Freitag, 3. Juli 2026

TransnetBWForschungsprojekt zur digitalen Vernetzung gestartet

[13.11.2025] Mit DataFleX startet unter der Leitung von Tennet Germany ein neues Forschungsprojekt zur digitalen Kopplung der Sektoren Strom, Wärme und Verkehr. Ziel ist es, dezentrale Energieflexibilitäten erstmals sektorenübergreifend nutzbar zu machen und damit Netzstabilität, Klimaschutz und Bezahlbarkeit zu sichern.

Das Forschungsprojekt DataFleX untersucht die digitale Vernetzung von Strom, Wärme und Verkehr.

(Bildquelle: TransnetBW)

Wie der Übertragungsnetzbetreiber TransnetBW mitteilt, ist mit DataFleX ein unter der Leitung von Tennet Germany stehendes Forschungsprojekt zur digitalen Vernetzung von Strom, Wärme und Verkehr gestartet. Das Vorhaben soll zeigen, wie sich Millionen dezentraler Verbraucher und Speicher – etwa Elektrofahrzeuge, Wärmepumpen oder Heimspeicher – gezielt in das Energiesystem integrieren lassen. Durch einen sektorenübergreifenden Datenaustausch sollen diese Flexibilitäten künftig für Netzstabilität und Klimaschutz nutzbar werden.

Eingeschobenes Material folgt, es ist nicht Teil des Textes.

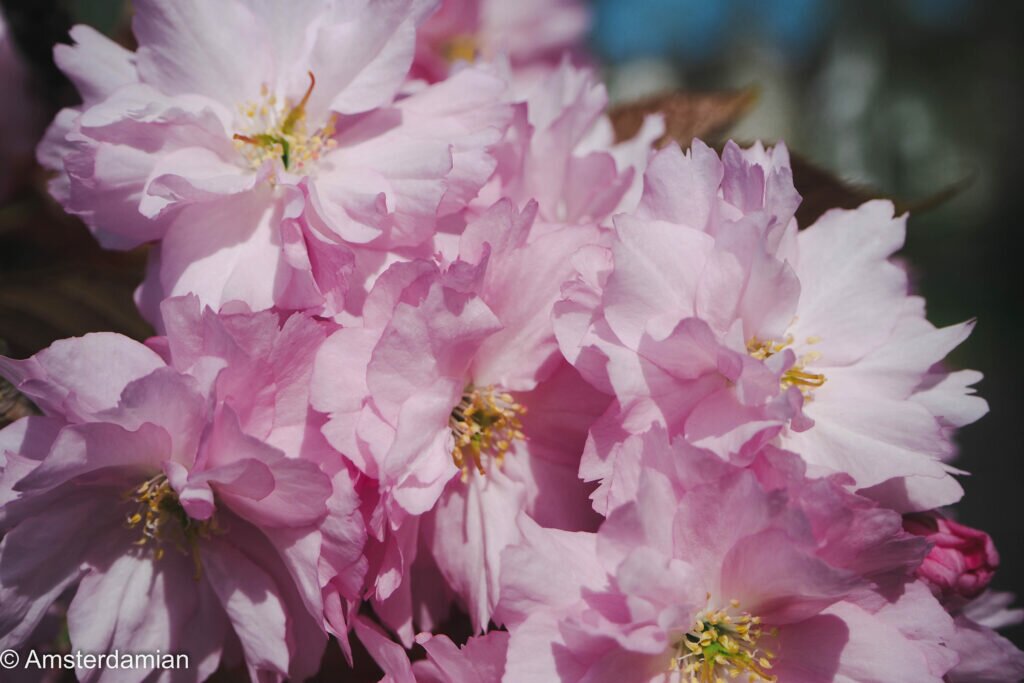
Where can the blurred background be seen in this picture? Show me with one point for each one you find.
(904, 98)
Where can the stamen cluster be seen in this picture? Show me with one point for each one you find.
(162, 519)
(723, 643)
(484, 424)
(272, 132)
(796, 376)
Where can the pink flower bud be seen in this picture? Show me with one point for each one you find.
(963, 560)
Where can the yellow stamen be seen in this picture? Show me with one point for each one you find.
(712, 651)
(460, 48)
(162, 519)
(274, 133)
(485, 423)
(796, 376)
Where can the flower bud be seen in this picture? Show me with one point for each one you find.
(962, 561)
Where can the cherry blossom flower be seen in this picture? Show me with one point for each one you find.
(561, 153)
(730, 577)
(255, 141)
(531, 34)
(963, 560)
(452, 396)
(178, 486)
(712, 315)
(985, 655)
(481, 659)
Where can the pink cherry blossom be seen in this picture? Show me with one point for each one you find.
(481, 659)
(531, 34)
(180, 488)
(453, 397)
(963, 560)
(560, 152)
(255, 142)
(710, 314)
(740, 570)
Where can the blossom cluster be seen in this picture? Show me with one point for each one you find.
(431, 341)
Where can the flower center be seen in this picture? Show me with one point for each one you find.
(462, 47)
(281, 132)
(484, 424)
(161, 519)
(797, 376)
(723, 643)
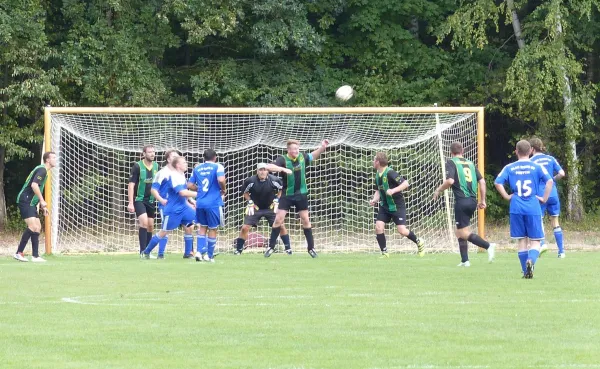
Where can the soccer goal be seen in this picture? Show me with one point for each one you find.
(87, 192)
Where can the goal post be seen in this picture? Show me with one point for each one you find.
(86, 193)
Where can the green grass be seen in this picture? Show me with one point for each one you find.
(337, 311)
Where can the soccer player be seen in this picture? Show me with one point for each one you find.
(177, 210)
(552, 206)
(295, 192)
(388, 194)
(523, 177)
(27, 200)
(209, 180)
(465, 180)
(262, 191)
(141, 200)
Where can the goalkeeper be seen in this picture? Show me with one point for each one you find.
(262, 191)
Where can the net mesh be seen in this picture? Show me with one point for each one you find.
(96, 152)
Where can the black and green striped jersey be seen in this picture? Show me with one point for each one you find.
(295, 183)
(143, 176)
(465, 176)
(385, 180)
(38, 175)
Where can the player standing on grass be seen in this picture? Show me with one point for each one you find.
(465, 180)
(295, 193)
(388, 194)
(141, 200)
(553, 204)
(262, 191)
(209, 180)
(27, 200)
(177, 210)
(523, 177)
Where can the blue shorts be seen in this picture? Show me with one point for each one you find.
(171, 221)
(210, 217)
(552, 206)
(530, 226)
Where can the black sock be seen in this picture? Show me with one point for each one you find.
(411, 236)
(310, 241)
(475, 239)
(24, 239)
(463, 246)
(35, 244)
(143, 237)
(381, 241)
(239, 244)
(274, 234)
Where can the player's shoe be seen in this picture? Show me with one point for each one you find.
(491, 252)
(269, 252)
(420, 247)
(19, 256)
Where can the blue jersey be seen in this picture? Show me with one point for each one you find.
(552, 167)
(205, 177)
(523, 177)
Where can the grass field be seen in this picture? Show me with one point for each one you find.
(337, 311)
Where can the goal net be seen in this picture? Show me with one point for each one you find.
(97, 147)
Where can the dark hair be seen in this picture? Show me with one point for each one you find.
(210, 154)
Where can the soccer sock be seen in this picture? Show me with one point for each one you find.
(212, 242)
(476, 240)
(285, 238)
(201, 243)
(559, 239)
(239, 244)
(35, 244)
(310, 241)
(274, 234)
(381, 241)
(24, 239)
(463, 247)
(189, 243)
(523, 256)
(143, 237)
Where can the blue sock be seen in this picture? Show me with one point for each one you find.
(189, 243)
(523, 256)
(286, 241)
(212, 242)
(533, 255)
(162, 245)
(201, 246)
(559, 239)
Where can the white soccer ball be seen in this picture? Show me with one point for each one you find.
(344, 93)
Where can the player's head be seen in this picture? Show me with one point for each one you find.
(50, 159)
(380, 160)
(261, 171)
(293, 148)
(148, 152)
(537, 145)
(210, 155)
(456, 148)
(523, 149)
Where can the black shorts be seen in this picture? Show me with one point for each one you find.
(142, 207)
(300, 202)
(463, 211)
(27, 210)
(253, 220)
(398, 216)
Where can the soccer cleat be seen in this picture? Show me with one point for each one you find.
(19, 256)
(269, 252)
(420, 247)
(491, 252)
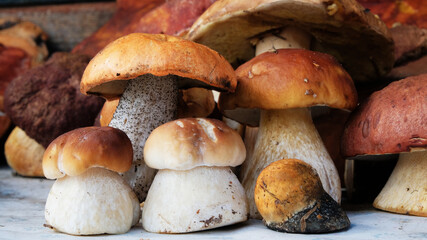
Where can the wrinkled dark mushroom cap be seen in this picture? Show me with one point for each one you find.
(46, 101)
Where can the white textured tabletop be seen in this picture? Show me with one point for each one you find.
(22, 217)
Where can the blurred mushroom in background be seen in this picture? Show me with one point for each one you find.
(22, 46)
(46, 102)
(394, 121)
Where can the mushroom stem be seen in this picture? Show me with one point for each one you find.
(405, 191)
(96, 202)
(193, 200)
(147, 103)
(289, 134)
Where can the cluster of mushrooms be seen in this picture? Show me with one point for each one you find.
(292, 60)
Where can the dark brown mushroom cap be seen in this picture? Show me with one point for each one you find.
(137, 54)
(391, 120)
(46, 101)
(344, 29)
(288, 78)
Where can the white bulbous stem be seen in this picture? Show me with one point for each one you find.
(193, 200)
(288, 134)
(406, 189)
(147, 103)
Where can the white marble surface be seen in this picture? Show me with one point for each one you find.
(22, 217)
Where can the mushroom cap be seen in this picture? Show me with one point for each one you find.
(45, 101)
(288, 78)
(187, 143)
(290, 198)
(344, 29)
(24, 35)
(392, 120)
(138, 53)
(76, 151)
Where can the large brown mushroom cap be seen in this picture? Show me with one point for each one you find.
(289, 78)
(344, 29)
(76, 151)
(159, 55)
(392, 120)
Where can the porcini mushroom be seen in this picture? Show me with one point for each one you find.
(146, 71)
(354, 36)
(195, 188)
(193, 102)
(233, 28)
(394, 121)
(89, 196)
(45, 102)
(290, 198)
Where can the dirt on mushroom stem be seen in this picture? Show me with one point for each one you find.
(148, 102)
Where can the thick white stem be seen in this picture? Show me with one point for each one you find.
(406, 189)
(193, 200)
(290, 37)
(147, 103)
(288, 134)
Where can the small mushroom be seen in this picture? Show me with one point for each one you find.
(394, 121)
(89, 196)
(290, 198)
(146, 72)
(239, 31)
(195, 188)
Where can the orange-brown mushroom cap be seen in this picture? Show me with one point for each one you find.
(78, 150)
(289, 78)
(138, 53)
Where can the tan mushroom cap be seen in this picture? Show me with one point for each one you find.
(392, 120)
(288, 78)
(137, 54)
(191, 142)
(344, 29)
(78, 150)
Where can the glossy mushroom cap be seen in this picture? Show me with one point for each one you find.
(288, 78)
(76, 151)
(392, 120)
(159, 55)
(344, 29)
(187, 143)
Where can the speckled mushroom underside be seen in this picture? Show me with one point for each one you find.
(147, 102)
(147, 71)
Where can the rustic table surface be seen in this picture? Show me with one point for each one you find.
(22, 203)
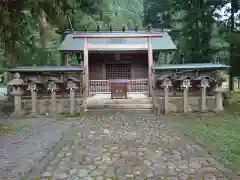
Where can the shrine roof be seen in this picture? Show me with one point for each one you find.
(117, 41)
(46, 69)
(191, 66)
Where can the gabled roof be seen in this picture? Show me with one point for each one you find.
(190, 66)
(117, 41)
(46, 69)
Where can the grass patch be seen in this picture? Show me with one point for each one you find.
(218, 134)
(12, 128)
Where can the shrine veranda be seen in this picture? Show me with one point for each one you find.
(117, 67)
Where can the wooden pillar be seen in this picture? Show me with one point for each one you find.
(65, 55)
(150, 64)
(86, 69)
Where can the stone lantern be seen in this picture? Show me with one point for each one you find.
(17, 85)
(33, 86)
(54, 86)
(186, 84)
(166, 83)
(72, 86)
(204, 84)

Das Projekt wird mit mehr als sieben Millionen Euro gefördert und in einem großflächigen Praxistest mit mehreren Tausend Anlagen erprobt. Dabei soll erstmals demonstriert werden, wie dezentrale Verbraucher und Speicher mit einer Gesamtleistung von über einem Megawatt gezielt für Redispatch-Maßnahmen eingesetzt werden können. „Die Energiewelt von morgen braucht eine intelligente, digitale Verbindung – zwischen Strom, Wärme und Mobilität“, erklärte Kathrin Günther, Chief Transformation Officer bei Tennet Germany. Bereits im Testbetrieb zeige sich, welches Potenzial in dieser Flexibilität stecke.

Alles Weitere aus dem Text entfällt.